I gasped. “That was my mother’s name! My three-year-old granddaughter was named after her…Frances June. We call her Frannie.”
“What a coincidence!” Dan said. “I have an interesting story as to how I got my name. When my grandmother was single, she was the secretary for her synagogue. During her time working there she also typed manuscripts for the rabbi’s wife, Sadie Rose Weilerstein, a prolific author who wrote several Jewish children’s books. One book was What Danny Did, a collection of short stories about how the protagonist celebrated each of the Jewish holidays. Growing up, that was my mother’s favorite book. When I was born, my mother named me Daniel after Weilerstein’s character. I have an original first edition of the book on my shelf, and I will text you a picture of the book and Sadie’s inscription to my grandmother that is on the first inside page.”

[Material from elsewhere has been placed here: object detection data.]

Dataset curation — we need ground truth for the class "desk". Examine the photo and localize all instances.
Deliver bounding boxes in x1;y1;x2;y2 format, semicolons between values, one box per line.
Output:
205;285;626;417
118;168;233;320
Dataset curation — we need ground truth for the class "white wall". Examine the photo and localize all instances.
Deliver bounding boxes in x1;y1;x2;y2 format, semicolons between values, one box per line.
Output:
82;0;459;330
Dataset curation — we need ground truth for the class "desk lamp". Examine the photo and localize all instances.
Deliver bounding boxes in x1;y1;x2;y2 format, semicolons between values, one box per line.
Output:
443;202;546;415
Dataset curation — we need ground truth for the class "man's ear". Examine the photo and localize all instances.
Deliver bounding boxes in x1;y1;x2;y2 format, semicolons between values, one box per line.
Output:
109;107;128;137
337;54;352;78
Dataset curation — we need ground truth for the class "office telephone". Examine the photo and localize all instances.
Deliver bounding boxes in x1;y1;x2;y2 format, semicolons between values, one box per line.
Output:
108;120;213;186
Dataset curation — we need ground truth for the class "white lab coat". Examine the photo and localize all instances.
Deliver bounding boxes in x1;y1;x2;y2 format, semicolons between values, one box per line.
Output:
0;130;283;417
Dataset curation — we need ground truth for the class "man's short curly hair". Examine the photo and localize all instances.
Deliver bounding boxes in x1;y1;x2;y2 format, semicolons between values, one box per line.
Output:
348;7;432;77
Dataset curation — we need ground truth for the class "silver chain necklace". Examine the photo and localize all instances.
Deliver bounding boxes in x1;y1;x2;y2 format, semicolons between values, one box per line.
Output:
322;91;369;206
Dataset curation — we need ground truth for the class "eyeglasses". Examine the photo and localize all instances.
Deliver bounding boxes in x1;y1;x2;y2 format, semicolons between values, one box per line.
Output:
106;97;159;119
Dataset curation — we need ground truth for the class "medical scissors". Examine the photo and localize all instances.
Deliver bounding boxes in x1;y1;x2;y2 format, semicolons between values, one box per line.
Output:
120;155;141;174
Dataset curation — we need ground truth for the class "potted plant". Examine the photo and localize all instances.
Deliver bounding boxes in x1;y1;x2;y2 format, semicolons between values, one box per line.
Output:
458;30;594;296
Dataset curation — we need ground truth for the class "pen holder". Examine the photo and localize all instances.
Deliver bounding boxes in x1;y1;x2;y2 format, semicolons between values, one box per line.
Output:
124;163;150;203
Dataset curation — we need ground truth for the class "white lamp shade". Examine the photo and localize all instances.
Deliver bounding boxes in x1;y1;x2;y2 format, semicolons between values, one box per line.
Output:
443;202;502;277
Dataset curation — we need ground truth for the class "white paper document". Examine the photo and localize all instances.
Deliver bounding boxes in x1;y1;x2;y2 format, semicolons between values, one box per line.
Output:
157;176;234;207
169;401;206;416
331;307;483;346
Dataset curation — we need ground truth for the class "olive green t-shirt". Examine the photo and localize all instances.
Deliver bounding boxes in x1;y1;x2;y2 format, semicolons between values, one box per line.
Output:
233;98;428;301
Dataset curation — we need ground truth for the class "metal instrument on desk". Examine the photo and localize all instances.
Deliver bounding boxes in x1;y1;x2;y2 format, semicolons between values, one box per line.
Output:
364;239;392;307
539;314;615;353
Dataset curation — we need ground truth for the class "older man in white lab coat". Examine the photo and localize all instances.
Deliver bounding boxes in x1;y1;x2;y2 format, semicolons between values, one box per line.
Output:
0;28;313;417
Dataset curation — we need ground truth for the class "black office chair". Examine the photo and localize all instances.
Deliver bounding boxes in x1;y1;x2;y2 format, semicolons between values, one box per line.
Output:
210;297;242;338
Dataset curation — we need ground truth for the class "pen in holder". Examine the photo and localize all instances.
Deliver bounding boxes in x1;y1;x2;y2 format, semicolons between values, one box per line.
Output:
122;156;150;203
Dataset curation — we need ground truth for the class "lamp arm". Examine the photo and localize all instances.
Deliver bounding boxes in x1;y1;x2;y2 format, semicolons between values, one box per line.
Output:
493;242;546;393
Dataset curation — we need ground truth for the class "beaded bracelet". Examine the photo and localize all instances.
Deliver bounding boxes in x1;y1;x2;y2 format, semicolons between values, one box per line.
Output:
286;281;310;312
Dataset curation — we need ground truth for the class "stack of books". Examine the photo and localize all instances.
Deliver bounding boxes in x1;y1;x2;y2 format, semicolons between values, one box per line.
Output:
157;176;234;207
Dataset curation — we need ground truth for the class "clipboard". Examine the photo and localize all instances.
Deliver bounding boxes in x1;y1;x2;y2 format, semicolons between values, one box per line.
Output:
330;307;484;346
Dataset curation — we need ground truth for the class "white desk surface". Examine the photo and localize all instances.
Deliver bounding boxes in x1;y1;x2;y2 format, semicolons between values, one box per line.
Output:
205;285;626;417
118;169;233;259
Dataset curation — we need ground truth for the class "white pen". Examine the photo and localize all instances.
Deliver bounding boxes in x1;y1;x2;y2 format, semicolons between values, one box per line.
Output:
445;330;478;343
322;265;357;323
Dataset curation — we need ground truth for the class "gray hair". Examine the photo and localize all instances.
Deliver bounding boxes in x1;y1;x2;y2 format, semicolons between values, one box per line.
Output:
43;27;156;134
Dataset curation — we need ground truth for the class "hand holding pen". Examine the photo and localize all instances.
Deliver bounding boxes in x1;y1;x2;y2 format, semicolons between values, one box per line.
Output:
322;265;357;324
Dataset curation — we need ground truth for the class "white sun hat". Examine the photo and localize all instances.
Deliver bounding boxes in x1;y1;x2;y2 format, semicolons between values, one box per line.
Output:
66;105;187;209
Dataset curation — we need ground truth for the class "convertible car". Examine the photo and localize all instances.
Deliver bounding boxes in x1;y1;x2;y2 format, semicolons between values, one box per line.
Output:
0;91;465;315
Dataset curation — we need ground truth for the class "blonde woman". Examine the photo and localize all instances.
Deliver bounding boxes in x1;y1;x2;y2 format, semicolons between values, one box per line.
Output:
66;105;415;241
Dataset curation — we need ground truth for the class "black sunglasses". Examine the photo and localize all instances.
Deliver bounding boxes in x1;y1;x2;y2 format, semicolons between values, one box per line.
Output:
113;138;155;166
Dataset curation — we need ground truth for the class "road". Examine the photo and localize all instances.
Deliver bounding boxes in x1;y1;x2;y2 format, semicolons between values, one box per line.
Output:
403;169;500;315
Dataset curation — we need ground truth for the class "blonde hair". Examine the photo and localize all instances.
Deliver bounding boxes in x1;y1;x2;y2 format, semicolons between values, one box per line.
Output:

We said our goodbyes, and minutes later, Dan, as promised, sent me a picture of the old book and the inside leaf. It read:
To Miss Spieler
In sincere appreciation
from
Sadie Rose Weilerstein
March 25, 1928
MARCH 25, 1928, exactly 14 years to the day when Laura was born. Another message from heaven that Laura is okay? I don’t doubt it.
“While we may lose a person we love, their love is not lost to us,” Mary Louis Kelly writes in It. Goes. So. Fast. “It just simply finds its way in different channels.” Whether it be coincidences or “signs” or b’shert, the love we share has found a life of its own, its own channels. May Laura’s memory be a blessing.
Marilyn Shapiro, formerly of Clifton Park, now a resident of Kissimmee, Fla. has announced that her 5th book, Remembrance and Legacy, Profiles of Jewish Sacrifice, Survival, and Strength, will be available this fall. Other books include Keep Calm and Bake Challah: How I Survived the Pandemic, Politics, Pratfalls, and Other of Life’s Problems, Tikkun Olam, There Goes My Heart and Fradel’s Story, a compilation of stories by her mother that she edited. Shapiro’s blog is theregoesmyheart.me.